Labour and the Greens gained a seat each in the special votes, taking the left bloc to 54 seats. National lost two seats, going from 58 seats to 56.

"This reinforces the mandate for negotiations to form a stable, durable and progressive Labour-led Government, a Government I would be proud to lead," Labour leader Jacinda Ardern says.

But the official results can only be regarded as a mandate for change if votes for NZ First are included. 

2017 party vote results.
2017 party vote results. Photo credit: Newshub.

Labour and the Greens took a combined 43.2 percent of the party vote, with National on 44.4 percent.

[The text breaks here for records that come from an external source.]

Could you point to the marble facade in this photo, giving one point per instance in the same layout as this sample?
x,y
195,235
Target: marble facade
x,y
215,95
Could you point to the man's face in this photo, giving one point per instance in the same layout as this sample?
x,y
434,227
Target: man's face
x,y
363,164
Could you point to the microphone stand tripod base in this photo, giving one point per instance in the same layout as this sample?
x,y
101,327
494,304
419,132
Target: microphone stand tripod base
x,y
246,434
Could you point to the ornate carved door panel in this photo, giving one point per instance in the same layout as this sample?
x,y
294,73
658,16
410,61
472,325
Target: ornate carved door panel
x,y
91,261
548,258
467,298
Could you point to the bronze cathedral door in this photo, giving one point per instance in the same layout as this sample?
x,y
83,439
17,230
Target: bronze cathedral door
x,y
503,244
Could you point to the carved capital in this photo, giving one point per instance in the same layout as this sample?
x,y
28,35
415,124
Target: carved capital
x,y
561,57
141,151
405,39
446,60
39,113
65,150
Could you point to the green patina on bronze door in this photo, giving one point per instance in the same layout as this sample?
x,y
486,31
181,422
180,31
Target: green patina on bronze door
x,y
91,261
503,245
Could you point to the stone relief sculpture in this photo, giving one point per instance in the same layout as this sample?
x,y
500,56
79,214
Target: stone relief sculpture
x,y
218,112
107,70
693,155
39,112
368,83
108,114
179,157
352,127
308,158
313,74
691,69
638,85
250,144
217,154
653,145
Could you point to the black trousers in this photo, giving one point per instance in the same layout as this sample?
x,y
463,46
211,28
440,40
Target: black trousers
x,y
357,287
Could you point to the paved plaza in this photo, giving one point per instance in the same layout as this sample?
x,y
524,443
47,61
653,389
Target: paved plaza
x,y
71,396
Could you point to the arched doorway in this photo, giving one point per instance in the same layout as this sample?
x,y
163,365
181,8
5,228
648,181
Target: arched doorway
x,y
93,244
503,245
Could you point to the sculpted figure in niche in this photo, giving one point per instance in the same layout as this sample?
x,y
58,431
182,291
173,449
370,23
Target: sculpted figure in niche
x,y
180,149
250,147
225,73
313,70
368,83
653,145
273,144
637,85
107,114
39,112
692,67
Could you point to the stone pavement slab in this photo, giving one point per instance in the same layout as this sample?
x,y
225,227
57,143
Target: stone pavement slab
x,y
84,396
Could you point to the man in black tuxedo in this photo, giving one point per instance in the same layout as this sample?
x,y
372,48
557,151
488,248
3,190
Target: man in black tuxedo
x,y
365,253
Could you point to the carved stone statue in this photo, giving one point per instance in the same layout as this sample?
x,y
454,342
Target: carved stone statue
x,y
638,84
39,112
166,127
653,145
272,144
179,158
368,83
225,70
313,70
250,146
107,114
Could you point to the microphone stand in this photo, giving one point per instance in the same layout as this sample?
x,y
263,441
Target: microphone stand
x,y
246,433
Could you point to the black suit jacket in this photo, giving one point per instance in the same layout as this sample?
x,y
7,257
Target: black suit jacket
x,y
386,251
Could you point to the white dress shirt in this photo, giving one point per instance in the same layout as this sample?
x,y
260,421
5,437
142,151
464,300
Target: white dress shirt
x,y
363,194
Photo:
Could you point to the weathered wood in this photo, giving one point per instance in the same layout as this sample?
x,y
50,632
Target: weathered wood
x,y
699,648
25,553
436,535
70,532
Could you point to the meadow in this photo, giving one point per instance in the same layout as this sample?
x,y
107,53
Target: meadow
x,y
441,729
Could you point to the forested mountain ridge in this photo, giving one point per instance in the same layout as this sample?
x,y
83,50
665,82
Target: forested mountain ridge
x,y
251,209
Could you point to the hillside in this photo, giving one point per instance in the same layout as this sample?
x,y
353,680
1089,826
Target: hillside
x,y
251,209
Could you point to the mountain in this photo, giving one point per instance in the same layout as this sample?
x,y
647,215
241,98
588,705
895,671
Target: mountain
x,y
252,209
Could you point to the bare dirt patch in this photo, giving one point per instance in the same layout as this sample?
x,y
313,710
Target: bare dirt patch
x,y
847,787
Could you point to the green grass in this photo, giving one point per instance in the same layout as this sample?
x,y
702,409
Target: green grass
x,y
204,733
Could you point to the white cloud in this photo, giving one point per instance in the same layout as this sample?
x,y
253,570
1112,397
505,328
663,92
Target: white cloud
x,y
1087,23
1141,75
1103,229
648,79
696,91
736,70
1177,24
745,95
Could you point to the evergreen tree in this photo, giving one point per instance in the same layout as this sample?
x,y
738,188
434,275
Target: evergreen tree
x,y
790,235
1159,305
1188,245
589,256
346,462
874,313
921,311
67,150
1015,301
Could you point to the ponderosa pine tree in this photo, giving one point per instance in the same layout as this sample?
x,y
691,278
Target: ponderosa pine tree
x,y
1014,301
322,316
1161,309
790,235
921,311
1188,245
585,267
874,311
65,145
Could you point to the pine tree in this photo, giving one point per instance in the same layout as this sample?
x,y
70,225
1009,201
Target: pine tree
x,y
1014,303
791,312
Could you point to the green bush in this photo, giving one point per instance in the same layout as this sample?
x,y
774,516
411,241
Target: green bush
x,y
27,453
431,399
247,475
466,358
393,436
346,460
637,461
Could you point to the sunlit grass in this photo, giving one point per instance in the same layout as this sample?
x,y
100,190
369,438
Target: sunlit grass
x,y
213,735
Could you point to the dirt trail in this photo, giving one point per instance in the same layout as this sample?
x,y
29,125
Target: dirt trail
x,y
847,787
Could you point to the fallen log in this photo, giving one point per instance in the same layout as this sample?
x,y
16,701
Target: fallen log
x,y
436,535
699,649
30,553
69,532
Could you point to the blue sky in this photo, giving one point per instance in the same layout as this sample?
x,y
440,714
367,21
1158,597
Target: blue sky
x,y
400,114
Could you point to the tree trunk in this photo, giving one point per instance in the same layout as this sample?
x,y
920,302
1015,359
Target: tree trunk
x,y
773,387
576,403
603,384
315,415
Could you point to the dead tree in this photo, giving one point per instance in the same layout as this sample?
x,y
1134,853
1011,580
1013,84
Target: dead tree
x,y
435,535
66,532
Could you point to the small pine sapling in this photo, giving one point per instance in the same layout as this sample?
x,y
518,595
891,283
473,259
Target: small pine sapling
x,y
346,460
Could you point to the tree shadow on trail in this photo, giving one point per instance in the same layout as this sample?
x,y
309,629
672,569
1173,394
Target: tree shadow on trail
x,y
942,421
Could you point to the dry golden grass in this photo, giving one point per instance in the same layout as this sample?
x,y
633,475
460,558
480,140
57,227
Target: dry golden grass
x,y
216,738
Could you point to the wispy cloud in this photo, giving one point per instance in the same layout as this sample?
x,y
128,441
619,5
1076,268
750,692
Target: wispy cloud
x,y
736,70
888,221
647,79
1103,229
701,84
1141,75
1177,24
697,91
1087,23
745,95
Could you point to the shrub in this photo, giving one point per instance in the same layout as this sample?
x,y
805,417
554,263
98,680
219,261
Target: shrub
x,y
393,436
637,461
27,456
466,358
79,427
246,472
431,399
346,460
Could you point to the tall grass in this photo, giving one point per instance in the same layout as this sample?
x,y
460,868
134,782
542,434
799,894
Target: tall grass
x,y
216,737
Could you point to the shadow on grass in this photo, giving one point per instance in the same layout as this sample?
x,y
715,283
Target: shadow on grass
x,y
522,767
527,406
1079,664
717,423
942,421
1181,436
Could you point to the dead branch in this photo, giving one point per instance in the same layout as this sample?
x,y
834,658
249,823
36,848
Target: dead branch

That New Zealanders voted to change the Government was a claim echoed in the Green Party camp, by leader James Shaw. 

"A majority of New Zealanders on election night - a slim majority, admittedly - voted for change, and what today's result demonstrated is that majority for change has now been extended. 

"I believe that increases the case for a change in Government and an environmentally, progressive Government of New Zealand."

Mr Shaw says he believes the most stable form of Government would be a full coalition between Labour, the Greens and New Zealand First.

"I actually think the most stable form of Government with a three-way coalition is a full coalition, in which we're all in the tent."

National, meanwhile, is claiming the votes show New Zealanders back the incumbent Government.

National leader Bill English says it's clear National finished 10 seats ahead of Labour and ahead of the Labour-Green bloc.

"[Voters] signalled very clearly that they wanted National to perform that role, and we will now get on with the job of trying to give effect to their wishes."

Ultimately, whatever the parties claim, the decision on forming a Government rests with NZ First. A Government will be formed with whichever bloc can negotiate support from a majority of the seats in Parliament.